The award ($2500) made it possible for me to attend the prestigious 7th International Nanotoxicology Congress - Nanotox 2014 which was held in Antalya, Turkey, in April 2014. I presented a poster titled Understanding immunomodulatory and cytotoxic effects of zinc oxide nanoparticles on human lung epithelial cells and was also awarded an international travel award by the congress. This conference helped me to exchange research ideas with leading researchers in my field and also establish future collaborations. I was fortunate to be able to attend talks by a number of great researchers whose work has inspired and helped me throughout my PhD.
Lastly, I had a fantastic time exploring the beautiful cities of Istanbul and Antalya which made my trip an overall success.
Image: A) 7th International Nanotoxicology Congress - Nanotox 2014 Antalya, Turkey, April 2014: group picture.
B) Proud winners of the international Nanotox travel award.
C) Presenting my poster at the conference.
Michelle Redman-MacLaren, College of Medicine and Dentistry (Cairns)
So You Think You Can Research? was the challenge put to PhD candidates during the Festival of Life Sciences in Townsville, October 2013. I was privileged to be able to present my research about HIV prevention with women in Papua New Guinea (PNG) and was awarded $2,500 to attend an international conference. I knew straight away where I wanted to go. Australia was to host the International AIDS Conference for the first time ever in 2014 – Melbourne it would be.
The International AIDS Society conferences are much anticipated events in international health. Many historic decisions have been at these conferences, including decisions about universal access to HIV treatment and global efforts to support HIV-affected people. Little did we know that this AIDS conference would end up in the international news for the wrong reasons – six senior HIV researchers and advocates died on the ill-fated MH17 flight en route from Amsterdam to Melbourne. It made for a sombre start to the conference.

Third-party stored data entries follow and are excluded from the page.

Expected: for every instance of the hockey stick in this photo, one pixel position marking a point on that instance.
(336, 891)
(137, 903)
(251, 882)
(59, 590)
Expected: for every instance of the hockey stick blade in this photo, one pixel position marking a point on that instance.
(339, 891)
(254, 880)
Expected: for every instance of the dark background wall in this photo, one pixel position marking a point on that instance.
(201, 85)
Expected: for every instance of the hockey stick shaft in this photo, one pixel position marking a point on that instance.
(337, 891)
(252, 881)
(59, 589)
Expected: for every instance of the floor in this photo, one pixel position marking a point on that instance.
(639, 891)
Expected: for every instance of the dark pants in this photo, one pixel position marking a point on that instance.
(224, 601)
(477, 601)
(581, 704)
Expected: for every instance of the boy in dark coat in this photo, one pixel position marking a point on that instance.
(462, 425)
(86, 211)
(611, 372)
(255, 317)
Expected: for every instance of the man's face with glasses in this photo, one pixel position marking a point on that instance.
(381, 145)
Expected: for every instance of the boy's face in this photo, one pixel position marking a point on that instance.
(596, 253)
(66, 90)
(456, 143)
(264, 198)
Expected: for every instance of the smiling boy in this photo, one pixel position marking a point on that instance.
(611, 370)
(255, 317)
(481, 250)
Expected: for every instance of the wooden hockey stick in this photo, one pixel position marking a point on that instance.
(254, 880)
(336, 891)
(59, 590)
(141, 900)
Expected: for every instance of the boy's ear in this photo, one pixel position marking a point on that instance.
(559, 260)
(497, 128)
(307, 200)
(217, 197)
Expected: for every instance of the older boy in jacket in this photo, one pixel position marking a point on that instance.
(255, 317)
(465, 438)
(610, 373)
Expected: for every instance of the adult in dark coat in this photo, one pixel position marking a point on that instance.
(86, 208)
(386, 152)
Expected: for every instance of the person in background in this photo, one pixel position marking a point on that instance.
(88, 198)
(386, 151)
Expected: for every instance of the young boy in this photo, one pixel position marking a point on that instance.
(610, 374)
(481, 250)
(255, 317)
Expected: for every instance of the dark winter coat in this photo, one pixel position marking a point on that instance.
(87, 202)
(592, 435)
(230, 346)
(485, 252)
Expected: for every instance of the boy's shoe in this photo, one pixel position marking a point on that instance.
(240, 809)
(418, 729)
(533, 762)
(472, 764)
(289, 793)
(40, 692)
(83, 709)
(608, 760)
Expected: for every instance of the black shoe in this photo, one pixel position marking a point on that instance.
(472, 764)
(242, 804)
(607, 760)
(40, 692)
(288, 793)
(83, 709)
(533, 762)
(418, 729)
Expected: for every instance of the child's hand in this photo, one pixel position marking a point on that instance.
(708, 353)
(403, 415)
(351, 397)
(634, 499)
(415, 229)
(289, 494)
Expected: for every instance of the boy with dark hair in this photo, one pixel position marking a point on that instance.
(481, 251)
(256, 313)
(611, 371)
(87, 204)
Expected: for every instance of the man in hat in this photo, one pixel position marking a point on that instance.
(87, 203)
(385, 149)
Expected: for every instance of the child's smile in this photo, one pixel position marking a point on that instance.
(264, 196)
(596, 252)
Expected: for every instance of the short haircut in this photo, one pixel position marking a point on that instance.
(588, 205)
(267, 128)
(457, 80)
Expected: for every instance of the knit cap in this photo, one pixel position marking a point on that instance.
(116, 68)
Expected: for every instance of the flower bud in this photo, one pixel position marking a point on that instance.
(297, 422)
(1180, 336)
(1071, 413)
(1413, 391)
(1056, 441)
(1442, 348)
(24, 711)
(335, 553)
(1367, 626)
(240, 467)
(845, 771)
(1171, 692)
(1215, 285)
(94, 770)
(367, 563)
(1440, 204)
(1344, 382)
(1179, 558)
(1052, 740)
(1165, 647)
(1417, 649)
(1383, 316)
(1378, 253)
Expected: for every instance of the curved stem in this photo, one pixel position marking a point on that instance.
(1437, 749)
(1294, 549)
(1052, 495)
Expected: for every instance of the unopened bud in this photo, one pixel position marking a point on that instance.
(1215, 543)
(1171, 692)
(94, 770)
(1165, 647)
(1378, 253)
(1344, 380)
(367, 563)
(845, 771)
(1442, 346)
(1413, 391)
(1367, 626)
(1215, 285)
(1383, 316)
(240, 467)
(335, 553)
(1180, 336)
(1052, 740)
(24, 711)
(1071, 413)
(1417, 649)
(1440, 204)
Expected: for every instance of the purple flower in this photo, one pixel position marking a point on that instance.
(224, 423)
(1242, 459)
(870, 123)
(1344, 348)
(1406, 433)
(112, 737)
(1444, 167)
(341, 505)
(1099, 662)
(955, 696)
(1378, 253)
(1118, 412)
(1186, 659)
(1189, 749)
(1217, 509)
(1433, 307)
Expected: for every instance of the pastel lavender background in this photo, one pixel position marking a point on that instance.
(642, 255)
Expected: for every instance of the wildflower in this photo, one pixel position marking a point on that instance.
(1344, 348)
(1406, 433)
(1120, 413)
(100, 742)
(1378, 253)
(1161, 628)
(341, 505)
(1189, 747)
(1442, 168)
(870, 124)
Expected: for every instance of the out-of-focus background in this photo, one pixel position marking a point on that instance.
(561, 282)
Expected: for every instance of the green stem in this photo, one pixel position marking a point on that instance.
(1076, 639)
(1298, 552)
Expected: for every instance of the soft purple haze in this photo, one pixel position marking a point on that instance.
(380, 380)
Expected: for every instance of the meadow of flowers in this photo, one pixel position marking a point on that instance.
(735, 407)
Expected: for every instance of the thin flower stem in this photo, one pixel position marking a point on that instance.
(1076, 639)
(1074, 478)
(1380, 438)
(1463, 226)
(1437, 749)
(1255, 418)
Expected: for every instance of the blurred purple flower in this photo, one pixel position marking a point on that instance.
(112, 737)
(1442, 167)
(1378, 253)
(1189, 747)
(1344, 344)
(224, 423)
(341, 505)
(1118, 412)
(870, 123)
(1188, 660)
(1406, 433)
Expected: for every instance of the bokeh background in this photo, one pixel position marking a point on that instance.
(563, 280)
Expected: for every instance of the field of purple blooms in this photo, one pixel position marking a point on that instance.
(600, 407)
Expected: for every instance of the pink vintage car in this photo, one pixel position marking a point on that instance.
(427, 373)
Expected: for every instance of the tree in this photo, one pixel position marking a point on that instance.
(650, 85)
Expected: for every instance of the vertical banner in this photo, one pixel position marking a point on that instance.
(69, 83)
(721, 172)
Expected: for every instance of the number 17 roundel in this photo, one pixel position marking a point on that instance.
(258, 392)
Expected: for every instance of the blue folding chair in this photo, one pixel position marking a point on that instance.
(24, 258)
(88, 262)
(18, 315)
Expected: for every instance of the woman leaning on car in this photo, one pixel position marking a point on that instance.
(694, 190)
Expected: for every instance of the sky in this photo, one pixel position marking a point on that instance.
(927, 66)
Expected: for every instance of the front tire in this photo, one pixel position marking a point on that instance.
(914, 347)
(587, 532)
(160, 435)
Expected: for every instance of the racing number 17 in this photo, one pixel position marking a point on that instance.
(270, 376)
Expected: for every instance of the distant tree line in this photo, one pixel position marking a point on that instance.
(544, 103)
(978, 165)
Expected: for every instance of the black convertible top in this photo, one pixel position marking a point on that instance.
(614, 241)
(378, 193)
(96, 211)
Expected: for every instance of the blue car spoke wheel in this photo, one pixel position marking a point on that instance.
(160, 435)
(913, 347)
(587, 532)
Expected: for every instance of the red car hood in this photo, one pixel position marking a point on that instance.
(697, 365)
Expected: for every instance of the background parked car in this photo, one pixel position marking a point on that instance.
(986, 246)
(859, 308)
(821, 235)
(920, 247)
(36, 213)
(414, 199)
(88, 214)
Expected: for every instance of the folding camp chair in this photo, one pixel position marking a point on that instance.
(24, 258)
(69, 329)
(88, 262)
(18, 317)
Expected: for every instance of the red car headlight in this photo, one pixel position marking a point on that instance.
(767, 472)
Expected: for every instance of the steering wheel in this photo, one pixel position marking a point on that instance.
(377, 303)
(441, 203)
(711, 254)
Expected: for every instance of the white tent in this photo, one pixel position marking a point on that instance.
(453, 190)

UNAIDS Executive Director, Michel Sidibé, announced the global 90-90-90 target: by 2020, 90% of people living with HIV will know their status, 90% of people diagnosed with HIV will be receiving treatment and 90% people on antiretroviral therapy will have durable viral suppression. The conference proceeded to discuss clinical research through to social research and advocacy. There was a strong focus on the inclusion of people living with HIV and their courage was inspiring.
Image: PNG colleagues Rangas Tambui, HIV Program Supervisor, Oil Search Foundation; and Dr Clement Manineng, PhD Candidate, JCU College of Medicine; march with me down Flinders Street, Melbourne.
Women and HIV was a strong theme throughout AIDS 2014, and I was privileged to present a poster about my PhD research with women on behalf of PNG and Australian colleagues – you can view the abstract here: http://pag.aids2014.org/Abstracts.aspx?AID=4357
A highlight for me was the AIDS 2014 March through Melbourne’s CBD, where hundreds marched to highlight the deadly results of stigma for people living with HIV. For more highlights, you can read my AIDS2014 tweets via Storify: https://storify.com/MichelleRedman/aids2014
Thanks to the team at the Faculty of Medicine, Health and Molecular Sciences who supported the ‘So You Think You Can Research’ event. I am most thankful for financial support to attend AIDS 2014. Special thanks go to JCU’s College of Medicine and Dentistry, including Emma Anderson and Di Chandler, for getting me to Townsville in the first place and supporting me throughout.